It started with a picture,” says University of Colorado Boulder molecular and cellular biologist Gia Voeltz. When she was still a postdoc, Voeltz and her colleagues started painstakingly assembling 3-D electron microscopy and tomography images of the endoplasmic reticulum (ER) in hopes of locating a structural protein on its surface.
But as soon as they had the assembled images, “we started to get a glimpse of all these interactions” of the ER with other organelles, most notably with mitochondria, and their interest in reticulin proteins fell by the wayside, she says. “There were these contacts where the ER tubes were literally wrapping around the mitochondrial membrane.” When they looked more closely, it appeared that the ER was constricting the mitochondria at some of its contact points.

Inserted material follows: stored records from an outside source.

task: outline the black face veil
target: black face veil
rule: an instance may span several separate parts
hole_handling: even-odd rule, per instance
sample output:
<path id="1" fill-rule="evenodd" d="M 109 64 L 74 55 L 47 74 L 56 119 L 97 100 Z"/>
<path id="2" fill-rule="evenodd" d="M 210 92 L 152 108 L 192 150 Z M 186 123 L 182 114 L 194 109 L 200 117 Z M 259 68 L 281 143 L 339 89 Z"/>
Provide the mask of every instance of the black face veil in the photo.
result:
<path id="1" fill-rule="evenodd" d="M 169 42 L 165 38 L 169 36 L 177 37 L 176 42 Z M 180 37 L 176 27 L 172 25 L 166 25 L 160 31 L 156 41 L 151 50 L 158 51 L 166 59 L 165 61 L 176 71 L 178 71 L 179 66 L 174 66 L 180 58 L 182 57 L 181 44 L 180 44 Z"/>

Most researchers agree that mitochondria divide with the help of a highly conserved cellular protein called dynamin-related protein (Drp1; Dnm1 in yeast), oligomers of which encircle the mitochondria at specific points before the mitochondria split. But no one knew how Drp chose the fission sites. Voeltz and her colleagues began to wonder if the ER-mitochondrial interactions were marking the spots of division and recruiting Drp proteins to those sites.
To catch the organelles in action, they fluorescently tagged the mitochondria, endoplasmic reticulum, and dynamin-related protein with different colors and used a confocal fluorescence microscope to shoot videos of live mammalian and yeast cells. They recorded an intricate dance: the ER encircled the mitochondria at narrow points, and then Drp spiraled around the mitochondria at those spots to trigger division. The images of ER also helped explain how Drp, which is a rigid, helical protein with a much smaller relative diameter, managed to wrap itself around the bulkier mitochondria “like stripes on a barber’s pole”—by slipping around the mitochondria specifically at those narrow spots marked by the ER, Voeltz says.
The “incredibly elegant” paper is one of the first to show that organelles interact and are not just “swimming in a sea of cytoplasm,” says Ruth Collins, a molecular cell biologist at Cornell University. The imaging study also raises a host of new questions, she says. The authors speculate that the ER literally squeezes the mitochondria at contact points, but another possibility is that the mitochondria are somehow pre-cinched before the ER gets there. After determining that, the next big question will be how exactly the ER and the mitochondria communicate to determine the spots of division. Voeltz’s group plans to study just that.
The study also raises the question of what other organelles are doing with each other when the lights are out. Just how they communicate to orchestrate these dances is “really a wide-open question,” Collins says.